El auge exportador de China, los aranceles cruzados y la relocalización industrial sitúan al automóvil en el centro de la geoestrategia global, un debate clave que llegará al Congreso de Faconauto
La industria de la automoción no solo atraviesa una transformación tecnológica acelerada. También vive una transición geopolítica de gran calado, en la que el comercio internacional, la política industrial y las decisiones arancelarias están redefiniendo el equilibrio del sector. Así lo constata el informe What Next for the Global Car Industry? de la Agencia Internacional de la Energía (IEA), que describe un escenario marcado por tensiones crecientes entre China, la Unión Europea, Estados Unidos y los grandes mercados emergentes.
Este nuevo contexto será uno de los ejes de análisis en el Congreso de Faconauto, que acogerá la mesa redonda “La carrera geopolítica del automóvil: poder, industria y mercado”, con la participación de Janka Oertel, directora del Programa Asia del European Council on Foreign Relations; Gonzalo Escribano, director del Programa de Energía y Clima del Real Instituto Elcano; Stefan Bratzel, director del Center of Automotive Management; y Juan Moscoso del Prado Hernández, Senior Fellow de EsadeGeo. Una conversación destinada a analizar cómo la geopolítica está condicionando las cadenas de suministro, las estrategias industriales y el acceso a los mercados.

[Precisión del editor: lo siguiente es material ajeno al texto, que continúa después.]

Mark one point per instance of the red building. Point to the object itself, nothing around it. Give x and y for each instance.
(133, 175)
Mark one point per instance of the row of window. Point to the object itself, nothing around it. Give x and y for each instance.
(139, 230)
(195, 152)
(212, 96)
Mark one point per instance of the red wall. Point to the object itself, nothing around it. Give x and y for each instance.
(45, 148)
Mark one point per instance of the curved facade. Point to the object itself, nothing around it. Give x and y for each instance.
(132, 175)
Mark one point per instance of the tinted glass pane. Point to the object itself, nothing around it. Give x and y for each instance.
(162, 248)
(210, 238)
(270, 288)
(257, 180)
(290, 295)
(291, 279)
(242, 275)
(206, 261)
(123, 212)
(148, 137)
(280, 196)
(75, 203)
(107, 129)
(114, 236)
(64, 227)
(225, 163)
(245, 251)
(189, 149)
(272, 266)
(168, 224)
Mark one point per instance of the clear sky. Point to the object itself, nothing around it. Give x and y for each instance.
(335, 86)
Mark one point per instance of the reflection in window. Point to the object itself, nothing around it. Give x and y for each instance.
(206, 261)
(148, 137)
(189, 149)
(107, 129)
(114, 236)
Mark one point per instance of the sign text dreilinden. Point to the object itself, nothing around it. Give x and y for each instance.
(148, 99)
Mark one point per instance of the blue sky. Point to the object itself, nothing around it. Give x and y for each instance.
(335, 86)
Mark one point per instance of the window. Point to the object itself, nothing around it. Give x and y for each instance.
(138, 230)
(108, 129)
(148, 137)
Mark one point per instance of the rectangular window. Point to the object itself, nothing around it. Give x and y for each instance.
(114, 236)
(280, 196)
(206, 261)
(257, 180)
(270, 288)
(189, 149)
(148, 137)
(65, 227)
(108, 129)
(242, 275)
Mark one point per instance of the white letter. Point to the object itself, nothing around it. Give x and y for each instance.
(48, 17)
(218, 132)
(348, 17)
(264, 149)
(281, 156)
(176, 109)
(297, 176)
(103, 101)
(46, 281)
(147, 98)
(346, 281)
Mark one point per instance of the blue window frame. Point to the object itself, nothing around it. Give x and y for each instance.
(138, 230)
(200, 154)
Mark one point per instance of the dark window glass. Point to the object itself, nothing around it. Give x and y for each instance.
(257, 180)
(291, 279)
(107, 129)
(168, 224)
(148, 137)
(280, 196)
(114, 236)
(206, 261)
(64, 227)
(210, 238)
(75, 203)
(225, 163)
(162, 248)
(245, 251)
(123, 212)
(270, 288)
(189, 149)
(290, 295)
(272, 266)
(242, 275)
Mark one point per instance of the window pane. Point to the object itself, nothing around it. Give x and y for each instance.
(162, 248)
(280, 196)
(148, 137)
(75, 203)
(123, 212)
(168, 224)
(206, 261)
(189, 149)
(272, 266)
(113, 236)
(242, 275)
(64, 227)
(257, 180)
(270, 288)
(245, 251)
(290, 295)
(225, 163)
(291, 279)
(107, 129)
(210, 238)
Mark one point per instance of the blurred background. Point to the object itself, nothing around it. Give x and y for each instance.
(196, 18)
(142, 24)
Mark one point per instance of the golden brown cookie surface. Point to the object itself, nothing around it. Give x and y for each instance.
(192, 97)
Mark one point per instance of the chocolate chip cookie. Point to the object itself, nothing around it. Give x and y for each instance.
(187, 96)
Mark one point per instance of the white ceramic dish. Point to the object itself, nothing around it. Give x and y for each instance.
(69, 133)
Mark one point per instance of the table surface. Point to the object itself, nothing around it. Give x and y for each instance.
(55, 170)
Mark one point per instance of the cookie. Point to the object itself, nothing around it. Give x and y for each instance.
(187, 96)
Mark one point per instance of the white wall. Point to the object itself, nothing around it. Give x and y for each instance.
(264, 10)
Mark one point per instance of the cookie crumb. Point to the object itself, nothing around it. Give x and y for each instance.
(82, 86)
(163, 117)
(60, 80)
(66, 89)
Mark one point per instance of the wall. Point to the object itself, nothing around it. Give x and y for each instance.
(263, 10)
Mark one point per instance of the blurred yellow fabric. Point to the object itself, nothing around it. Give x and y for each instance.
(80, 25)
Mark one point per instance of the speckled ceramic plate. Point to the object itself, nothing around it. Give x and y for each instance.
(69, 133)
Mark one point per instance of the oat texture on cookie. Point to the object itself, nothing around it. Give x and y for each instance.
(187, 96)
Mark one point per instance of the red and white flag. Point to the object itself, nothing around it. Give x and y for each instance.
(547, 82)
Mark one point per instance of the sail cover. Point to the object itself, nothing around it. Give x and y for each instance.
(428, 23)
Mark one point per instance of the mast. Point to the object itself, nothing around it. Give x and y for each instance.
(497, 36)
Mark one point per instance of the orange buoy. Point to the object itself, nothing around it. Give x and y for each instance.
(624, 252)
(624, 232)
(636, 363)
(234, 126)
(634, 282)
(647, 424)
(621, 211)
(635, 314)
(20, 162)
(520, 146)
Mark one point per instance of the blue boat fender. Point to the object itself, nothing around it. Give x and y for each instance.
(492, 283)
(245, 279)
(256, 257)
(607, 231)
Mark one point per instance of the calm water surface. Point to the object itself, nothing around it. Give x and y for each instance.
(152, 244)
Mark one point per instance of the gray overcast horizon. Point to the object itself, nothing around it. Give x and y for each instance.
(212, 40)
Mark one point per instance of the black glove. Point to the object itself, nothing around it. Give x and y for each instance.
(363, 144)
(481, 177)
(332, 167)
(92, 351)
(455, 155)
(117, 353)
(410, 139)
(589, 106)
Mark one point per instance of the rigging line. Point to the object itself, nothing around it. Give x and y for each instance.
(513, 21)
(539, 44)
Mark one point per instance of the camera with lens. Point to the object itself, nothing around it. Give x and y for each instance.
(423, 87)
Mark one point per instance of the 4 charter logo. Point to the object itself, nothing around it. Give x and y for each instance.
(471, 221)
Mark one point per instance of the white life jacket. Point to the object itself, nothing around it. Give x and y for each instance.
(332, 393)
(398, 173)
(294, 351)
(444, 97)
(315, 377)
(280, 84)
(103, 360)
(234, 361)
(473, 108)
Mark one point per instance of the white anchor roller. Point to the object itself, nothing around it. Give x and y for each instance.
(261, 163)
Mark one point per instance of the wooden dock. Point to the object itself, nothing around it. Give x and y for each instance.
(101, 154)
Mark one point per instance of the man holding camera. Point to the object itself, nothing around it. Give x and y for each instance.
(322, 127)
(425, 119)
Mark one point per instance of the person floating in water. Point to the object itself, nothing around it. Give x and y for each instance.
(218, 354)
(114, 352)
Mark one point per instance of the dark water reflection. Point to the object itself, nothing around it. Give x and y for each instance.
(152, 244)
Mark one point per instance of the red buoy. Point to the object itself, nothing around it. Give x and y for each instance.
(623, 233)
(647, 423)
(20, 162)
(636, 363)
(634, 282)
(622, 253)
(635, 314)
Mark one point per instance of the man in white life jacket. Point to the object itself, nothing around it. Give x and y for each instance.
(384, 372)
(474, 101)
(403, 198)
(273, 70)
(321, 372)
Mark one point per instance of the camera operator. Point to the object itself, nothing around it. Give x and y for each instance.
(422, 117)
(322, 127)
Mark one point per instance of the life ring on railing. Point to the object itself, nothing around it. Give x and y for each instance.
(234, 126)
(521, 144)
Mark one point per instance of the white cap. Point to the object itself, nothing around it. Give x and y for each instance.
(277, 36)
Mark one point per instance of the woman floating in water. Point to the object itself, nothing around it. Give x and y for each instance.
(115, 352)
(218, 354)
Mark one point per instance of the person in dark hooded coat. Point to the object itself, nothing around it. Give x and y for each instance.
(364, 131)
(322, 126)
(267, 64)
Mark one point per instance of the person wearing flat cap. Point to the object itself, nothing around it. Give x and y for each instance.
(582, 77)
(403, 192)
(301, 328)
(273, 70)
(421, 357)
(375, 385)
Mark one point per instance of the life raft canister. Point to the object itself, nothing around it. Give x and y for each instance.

China consolida su liderazgo exportador
El informe de la IEA documenta un fenómeno sin precedentes: China se consolidó en 2024 como el mayor exportador mundial de automóviles, con más de cinco millones de vehículos enviados al exterior y un crecimiento anual superior al 50% desde 2020. Uno de cada cuatro coches eléctricos exportados a nivel global procede ya del país asiático, que ha convertido la electrificación en una palanca estratégica de influencia económica.
Europa absorbe cerca del 25% de estas exportaciones, aunque el principal destino es Rusia, que importó casi un millón de vehículos chinos en 2024 tras el repliegue de las marcas occidentales.
Aranceles en cascada y reacción de los mercados occidentales
La expansión china ha provocado una respuesta en cadena. La Unión Europea ha aprobado aranceles adicionales de entre el 17% y el 38% a los vehículos eléctricos procedentes de China, diferenciados por fabricante. Estados Unidos ha elevado sus tarifas hasta el 100%, mientras que Canadá ha seguido una senda similar. Brasil ha reintroducido aranceles que llevaba suspendidos desde 2015 y México ha endurecido sus reglas de importación, en parte para evitar triangulaciones hacia el mercado estadounidense.
Según la IEA, estas medidas responden tanto al volumen exportador chino como a una ventaja estructural de costes: producir un vehículo en China puede ser entre un 30% y un 35% más barato que en Europa o Estados Unidos, lo que dificulta competir en los segmentos de precio medio y bajo.
El informe advierte de que los aranceles no frenarán la expansión china, sino que modificarán su estrategia. Los fabricantes del país asiático están acelerando la implantación de fábricas fuera de sus fronteras, con proyectos en Brasil, México, Turquía, Indonesia, Malasia y Tailandia, además de plantas ya operativas en Uzbekistán y Egipto. Grupos como BYD, Great Wall o SAIC lideran esta ofensiva industrial, orientada a esquivar barreras comerciales y asegurar presencia directa en mercados clave.
Europa, el mayor importador mundial de vehículos
La IEA subraya que Europa se ha convertido en la región que más vehículos importa del mundo, incluso por delante de Estados Unidos. En 2024, más del 40% de los coches vendidos en la Unión Europea procedían del exterior, un máximo histórico que refleja tanto el empuje de las importaciones chinas como la pérdida de capacidad industrial en el continente.
Paralelamente, China ha diversificado sus destinos para reducir su dependencia del mercado europeo. Latinoamérica, Oriente Medio y el Sudeste Asiático concentraron cerca del 30% de sus exportaciones en 2024, el doble que apenas dos años antes.